In the past four years, I have heard everything about how studying film was pointless, how I better get used to retail, or how I could study anything else and let film be a hobby. I'm lucky that I have a thick skin and let these jokes and critiques slide by me without much harm. I don't regret being in debt from studying film. I don't regret choosing the creative arts.  I am so passionate and fascinated by the arts.

The other day, I watched a Casey Neistat vlog.  He told viewers not to waste their time and money on film school.  He advised that you take that money you might otherwise spend on film school, and use it on life experiences.  He explained that the equipment, like the cameras and lighting, doesn't equate to good cinema.  You can't be taught storytelling. You need experiences.

I kind of agree with him, but I kind of loved film school.  I'm also coming from a place where I learned a ton of important information in film school.  He is coming from a place with no college education at all. He's still a brilliant filmmaker. I just don't think going to film school, or not going to film school will make or break you.

I agree entirely with the point Neistat made in regards to equipment.  Some phenomenal cinema is created on an iPhone, or cheaper digital cameras.  You don't need expensive, or complex cameras and microphones to make a movie. You don't even have to have cinematography knowledge to shoot something impactful. That's the wonderful thing about film.  It's so versatile. There are so many choices that you can make, and you don't have to be a master of anything other than passion and storytelling to get your point across.  

I know that film schools vary.  When I was researching undergraduate programs for film in the Northeast, I wanted a program that taught me a little bit of everything, because I knew that I wanted to go to grad school at some point.  I wanted to know a little bit about production, editing, acting, screenwriting, and theory, so that I could make a well-informed  choice on what I really wanted to focus on later.  
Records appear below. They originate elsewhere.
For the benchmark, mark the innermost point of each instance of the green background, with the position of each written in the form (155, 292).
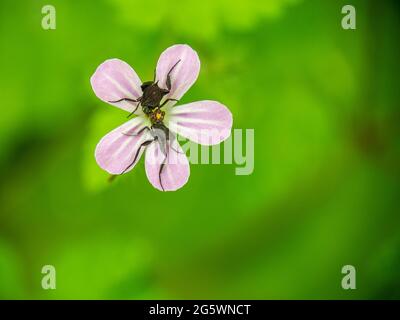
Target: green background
(324, 103)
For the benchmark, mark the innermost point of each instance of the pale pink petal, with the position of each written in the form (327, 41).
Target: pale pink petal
(116, 151)
(204, 122)
(183, 75)
(113, 80)
(176, 169)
I found the perfect school for me.  I went to the State University of New York at Oswego.  To graduate with the Cinema and Screen Studies degree, I was required to take multiple theory classes, production classes, and screenwriting classes.  I learned so much about filmmaking and film history, and the best perk was that it was extremely affordable.

While I agree in a sense that film school isn't required to become a filmmaker, I think it will help you in so many ways.  I have made so many connections and spent two years constantly working on screenplays and short films.  I have experience directing, acting, script editing, and crewing.  I have the knowledge and tools regarding film production, as well as the rules you should follow.  I have a network of filmmakers in my back pocket that I can rely on if I want to create something. I wouldn't have that currently if I didn't go to school.  
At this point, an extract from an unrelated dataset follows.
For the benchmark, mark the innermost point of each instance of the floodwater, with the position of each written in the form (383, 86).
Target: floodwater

Not only does it give you connections, it really gives you an in-depth understanding of the industry that you are about to (hopefully) dive into.  I'm a very academic person.  I'm interested in history and context for what I'm doing.  It was nice to be taught film history as well as film theory.  I love that I am able to analyze films that I otherwise might not understand.  It's nice to notice homages and patterns from film to film.  I was able to view films that were works of art, rather than sheer entertainment.  I had weekly screenings, and watched over 200 films in the two years that I was there.

Can you learn everything that I learned during my past two years at film school online? Probably.  You would have to conduct a lot of research in regards to the historical and theoretical aspects of it, however, you can easily find online tutorials on how to work a DSLR camera, a zoom mic, and a three point lighting setup.  You can find tutorials on editing, screenwriting, directing, and producing.  You can find all of that information.  Neistat wasn't out of line saying that you don't need film school, because there are free tutorials everywhere you look. 

Overall, I think film school was necessary for me to feel more educated in the field that I desire to be in.  I was in an environment of other aspiring filmmakers and producers and writers, and it was such a collaborative and supportive community.  My professors were professional and working screenwriters, filmmakers, and authors.  I was given such a great education  and if I could go back in time, I would do it over again. 

At the SUNYWide Film Festival that was held on my campus last spring, Christine Vachon was our keynote speaker.  During one of the panels, I asked her about her opinion of film school, because she is an MFA professor at SUNY Stonybrook, and she was also on the fence.  She said you don't need it, but it's not pointless. 

I value education. I obviously think that film school was beneficial for me, and could be for others.  What are your thoughts?  Did you go to film school, or not?  Did you study fine arts, or a degree that is widely deemed 'silly'? Do you think film school/fine arts degrees are useless?